With all of this, I have upgrades being rolled out incrementally. If some sort of change prevents systems from gracefully updating or rebooting then it’ll more than likely just be my audio receiver MPD kiosk, and not my local dns. 😅

I haven’t had anything break this way yet, but those might be good candidates for tests if I want to prevent the same regression.

I have some ideas for improving this, and I’ll probably build out update notifications next. Drop an issue in the repo if you have any other ideas.

Automated repo updates

I wrote some workflows for keeping dependencies up to date in my nix-config repo. In particular flake-update.yml updates all of the flake inputs, performs a nix flake check on the updated inputs, and then opens a PR and merges it if that check is successful.

This is a little clunky. With different constraints I would prefer to implement this idea using a GitHub App. I think they have a better access control model than PATs. However I’m building with a small amount of infrastructure, and no ingress from the public internet prevents the use of webhooks. These factors pushed me toward automating with GitHub Actions and accepting the clunkiness below.

It seems like GitHub really doesn’t want you automatically writing and approving code changes without human interaction using GitHub Actions. However, I don’t really have any meaningful input on these changes. If I’m updating manually, I might not even run a nix flake check before attempting to build the new generation, and these changes are going to go through my entire CI process before being deployed. So we got creative to work around this.

I enforce code signing on my nix-config repo. I can’t even bypass this one as the admin. Consequently the author of any automated commits also needs to sign them. I don’t really want any software protected keys associated with my personal account floating around, so this pushed me toward making a bot account specifically for signing.

“Fine-grained” PATs don’t support cross organization access yet, so I had to use classic PATs, which could be used to modify any files in repos the account is a contributor in. I don’t really love this, so I started looking into ways to implement file level access control and landed on CODEOWNERS:

* @hyperparabolic

/.github/ @hyperparabolic 

/flake.lock @hyperparabolic @hyperparabolic-bot @hyperparabolic-bot-bot

That way, hyperparabolic-bot is only permitted to modify flake.lock. However, CODEOWNERS doesn’t actually do anything without an associated branch rule. CODEOWNERS can be required to review review a pull request though. Enter the clunk: an author can’t review their own PR, even if they are a codeowner, so I ended up making a second account just for approving my first bot’s PRs. This ACL and approval process is the part that might be better suited with a GitHub App under different circumstances. It seems a bit more flexible for permissions, and checks on PR contents could be implemented as code, but this is where I landed on this pass.

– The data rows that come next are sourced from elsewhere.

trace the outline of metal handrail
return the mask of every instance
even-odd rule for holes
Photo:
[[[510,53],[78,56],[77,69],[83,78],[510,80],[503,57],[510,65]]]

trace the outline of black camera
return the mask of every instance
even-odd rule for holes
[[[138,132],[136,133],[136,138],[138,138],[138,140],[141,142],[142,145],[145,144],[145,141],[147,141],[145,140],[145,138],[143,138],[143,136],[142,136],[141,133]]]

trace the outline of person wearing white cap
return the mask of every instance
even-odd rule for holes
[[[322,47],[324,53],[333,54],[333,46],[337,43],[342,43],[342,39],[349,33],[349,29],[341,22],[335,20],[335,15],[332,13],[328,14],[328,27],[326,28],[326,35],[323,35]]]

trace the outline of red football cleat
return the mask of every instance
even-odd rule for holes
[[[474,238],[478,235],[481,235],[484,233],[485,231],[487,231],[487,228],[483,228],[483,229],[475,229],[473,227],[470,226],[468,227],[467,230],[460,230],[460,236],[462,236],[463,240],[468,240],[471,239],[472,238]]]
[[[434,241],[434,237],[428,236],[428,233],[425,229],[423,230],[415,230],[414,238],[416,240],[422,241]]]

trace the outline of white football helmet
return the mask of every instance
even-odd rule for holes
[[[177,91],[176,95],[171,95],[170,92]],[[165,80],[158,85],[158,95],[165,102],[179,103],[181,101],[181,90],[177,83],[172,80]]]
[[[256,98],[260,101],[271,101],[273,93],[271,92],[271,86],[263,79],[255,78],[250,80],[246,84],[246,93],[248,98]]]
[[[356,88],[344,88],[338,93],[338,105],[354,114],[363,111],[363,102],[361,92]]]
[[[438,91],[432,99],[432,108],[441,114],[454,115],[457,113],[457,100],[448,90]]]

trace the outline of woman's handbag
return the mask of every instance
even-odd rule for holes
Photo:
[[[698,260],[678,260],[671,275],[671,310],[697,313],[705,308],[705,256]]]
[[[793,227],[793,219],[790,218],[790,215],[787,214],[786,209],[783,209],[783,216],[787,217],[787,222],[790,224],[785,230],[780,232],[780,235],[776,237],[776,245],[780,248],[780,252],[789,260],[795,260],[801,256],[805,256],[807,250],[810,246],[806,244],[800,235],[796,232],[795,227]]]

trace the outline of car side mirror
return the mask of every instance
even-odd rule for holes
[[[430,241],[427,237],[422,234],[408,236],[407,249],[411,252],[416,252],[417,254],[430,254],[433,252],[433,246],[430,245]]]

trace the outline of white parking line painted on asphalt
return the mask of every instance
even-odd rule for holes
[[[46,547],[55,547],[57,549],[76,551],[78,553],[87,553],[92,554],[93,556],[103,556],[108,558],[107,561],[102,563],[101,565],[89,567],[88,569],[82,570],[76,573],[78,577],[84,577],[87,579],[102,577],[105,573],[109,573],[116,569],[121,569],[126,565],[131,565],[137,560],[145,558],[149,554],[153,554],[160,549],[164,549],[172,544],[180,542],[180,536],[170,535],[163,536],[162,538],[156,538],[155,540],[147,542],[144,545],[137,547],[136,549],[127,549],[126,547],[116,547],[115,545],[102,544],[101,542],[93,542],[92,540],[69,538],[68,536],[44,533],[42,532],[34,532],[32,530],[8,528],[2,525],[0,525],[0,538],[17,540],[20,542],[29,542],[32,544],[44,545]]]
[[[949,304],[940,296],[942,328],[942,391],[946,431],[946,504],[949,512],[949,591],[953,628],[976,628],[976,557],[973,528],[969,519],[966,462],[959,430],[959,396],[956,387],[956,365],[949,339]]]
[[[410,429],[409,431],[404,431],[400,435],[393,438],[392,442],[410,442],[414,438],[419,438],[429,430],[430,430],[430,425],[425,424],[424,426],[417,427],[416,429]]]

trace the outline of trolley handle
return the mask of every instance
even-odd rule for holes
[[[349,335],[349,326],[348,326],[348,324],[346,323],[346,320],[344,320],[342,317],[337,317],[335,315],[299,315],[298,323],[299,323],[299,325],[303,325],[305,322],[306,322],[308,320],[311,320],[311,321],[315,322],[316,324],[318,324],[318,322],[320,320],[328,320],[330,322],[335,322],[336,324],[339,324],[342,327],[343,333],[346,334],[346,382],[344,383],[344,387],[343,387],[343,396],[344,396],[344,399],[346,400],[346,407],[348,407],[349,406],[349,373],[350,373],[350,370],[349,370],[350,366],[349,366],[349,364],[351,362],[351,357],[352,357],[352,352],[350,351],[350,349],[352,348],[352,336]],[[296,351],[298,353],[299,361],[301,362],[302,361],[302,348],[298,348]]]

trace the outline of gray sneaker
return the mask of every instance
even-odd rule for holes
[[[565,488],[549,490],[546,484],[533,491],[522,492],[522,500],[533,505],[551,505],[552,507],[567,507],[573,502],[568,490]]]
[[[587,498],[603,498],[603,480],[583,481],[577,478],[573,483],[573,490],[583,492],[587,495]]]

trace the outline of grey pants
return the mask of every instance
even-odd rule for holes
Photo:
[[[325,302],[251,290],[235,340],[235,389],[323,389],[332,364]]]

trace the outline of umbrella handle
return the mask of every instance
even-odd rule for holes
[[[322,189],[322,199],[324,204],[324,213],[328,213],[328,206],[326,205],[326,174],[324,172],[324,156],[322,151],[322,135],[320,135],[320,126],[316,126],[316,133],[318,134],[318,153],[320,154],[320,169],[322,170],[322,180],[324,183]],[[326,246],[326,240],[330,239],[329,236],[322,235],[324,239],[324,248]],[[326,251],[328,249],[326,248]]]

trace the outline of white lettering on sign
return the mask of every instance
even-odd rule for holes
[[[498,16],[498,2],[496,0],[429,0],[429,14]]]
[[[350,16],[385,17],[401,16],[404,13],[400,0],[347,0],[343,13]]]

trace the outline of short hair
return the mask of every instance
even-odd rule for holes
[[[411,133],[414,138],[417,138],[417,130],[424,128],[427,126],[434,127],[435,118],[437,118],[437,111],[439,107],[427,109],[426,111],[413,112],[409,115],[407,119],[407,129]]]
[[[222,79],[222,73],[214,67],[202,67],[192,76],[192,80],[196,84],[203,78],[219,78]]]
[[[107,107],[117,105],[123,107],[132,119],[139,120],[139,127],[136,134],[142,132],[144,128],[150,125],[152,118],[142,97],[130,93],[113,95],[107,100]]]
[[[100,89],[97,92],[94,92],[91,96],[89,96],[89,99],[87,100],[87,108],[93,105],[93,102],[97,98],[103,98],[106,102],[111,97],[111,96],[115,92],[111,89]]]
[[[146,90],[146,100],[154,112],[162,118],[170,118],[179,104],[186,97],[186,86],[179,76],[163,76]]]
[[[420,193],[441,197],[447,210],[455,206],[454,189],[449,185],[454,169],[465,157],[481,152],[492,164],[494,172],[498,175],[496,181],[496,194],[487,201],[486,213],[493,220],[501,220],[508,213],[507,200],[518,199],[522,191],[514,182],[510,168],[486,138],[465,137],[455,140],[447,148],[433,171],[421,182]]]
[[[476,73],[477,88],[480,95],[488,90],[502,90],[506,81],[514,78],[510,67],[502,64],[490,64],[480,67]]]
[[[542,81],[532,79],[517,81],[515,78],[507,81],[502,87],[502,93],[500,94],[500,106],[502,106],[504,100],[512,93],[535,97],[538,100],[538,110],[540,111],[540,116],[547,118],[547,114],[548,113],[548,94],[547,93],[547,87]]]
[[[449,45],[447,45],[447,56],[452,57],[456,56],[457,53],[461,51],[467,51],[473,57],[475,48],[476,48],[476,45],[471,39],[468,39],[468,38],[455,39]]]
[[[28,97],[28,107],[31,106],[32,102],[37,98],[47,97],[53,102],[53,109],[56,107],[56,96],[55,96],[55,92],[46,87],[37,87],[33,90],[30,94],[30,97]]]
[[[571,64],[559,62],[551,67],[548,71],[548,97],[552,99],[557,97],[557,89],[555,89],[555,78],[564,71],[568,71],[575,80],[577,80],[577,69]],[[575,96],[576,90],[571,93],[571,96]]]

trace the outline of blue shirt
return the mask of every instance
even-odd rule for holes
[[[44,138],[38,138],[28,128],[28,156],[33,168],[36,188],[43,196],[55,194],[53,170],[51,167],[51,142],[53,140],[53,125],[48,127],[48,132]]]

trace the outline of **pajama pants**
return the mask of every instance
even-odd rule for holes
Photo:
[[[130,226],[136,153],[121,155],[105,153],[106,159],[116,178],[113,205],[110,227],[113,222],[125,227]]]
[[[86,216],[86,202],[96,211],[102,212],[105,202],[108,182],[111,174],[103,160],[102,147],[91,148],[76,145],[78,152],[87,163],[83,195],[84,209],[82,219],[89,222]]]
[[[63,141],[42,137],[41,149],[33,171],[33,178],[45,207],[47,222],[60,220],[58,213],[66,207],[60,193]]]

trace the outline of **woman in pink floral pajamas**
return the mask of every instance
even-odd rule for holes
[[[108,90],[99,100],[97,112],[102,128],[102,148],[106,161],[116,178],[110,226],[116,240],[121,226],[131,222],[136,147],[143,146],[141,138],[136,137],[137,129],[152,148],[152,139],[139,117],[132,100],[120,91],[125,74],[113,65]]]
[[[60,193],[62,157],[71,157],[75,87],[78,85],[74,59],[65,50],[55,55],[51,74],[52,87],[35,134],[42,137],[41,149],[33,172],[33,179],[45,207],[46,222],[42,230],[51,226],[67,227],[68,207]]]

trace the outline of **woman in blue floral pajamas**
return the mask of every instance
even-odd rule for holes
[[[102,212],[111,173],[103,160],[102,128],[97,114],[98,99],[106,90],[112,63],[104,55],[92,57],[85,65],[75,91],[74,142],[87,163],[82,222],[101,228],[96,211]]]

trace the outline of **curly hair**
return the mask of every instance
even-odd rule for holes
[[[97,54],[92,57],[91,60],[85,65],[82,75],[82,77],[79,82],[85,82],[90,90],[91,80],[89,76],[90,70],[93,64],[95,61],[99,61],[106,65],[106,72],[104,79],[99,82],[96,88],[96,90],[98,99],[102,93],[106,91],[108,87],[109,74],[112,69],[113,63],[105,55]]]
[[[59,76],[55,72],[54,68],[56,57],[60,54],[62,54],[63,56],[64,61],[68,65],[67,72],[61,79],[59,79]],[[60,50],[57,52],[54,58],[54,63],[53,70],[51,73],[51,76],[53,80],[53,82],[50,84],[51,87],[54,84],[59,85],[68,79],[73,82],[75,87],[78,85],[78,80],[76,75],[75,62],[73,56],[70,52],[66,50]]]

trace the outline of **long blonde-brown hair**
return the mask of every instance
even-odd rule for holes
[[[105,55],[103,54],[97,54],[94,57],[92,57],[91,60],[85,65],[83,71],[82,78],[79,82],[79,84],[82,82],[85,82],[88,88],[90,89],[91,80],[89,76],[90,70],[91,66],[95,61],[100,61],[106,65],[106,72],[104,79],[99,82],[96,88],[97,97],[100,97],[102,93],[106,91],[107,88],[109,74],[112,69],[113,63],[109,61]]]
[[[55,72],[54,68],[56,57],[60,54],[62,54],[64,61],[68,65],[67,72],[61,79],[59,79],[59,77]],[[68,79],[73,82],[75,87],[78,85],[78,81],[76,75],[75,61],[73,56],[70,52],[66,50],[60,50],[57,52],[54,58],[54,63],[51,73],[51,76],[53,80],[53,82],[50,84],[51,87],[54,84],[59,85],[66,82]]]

PR participants are images of Timmy and Tommy from Animal Crossing

It’s a little gross, but it works. On the bright side, I have these two Updating my flake.lock file ˡᵒᶜᵏ ᶠᶦˡᵉ…

On the off chance the nix flake check fails, the process stops short and I have an open PR with a review request alerting myself to it. Great.

That wraps it up

My servers were already low maintenance. This brings them down to nearly zero maintenance. It’s also a nice foundation to build other projects on top of. I’m happy with where it’s landed overall.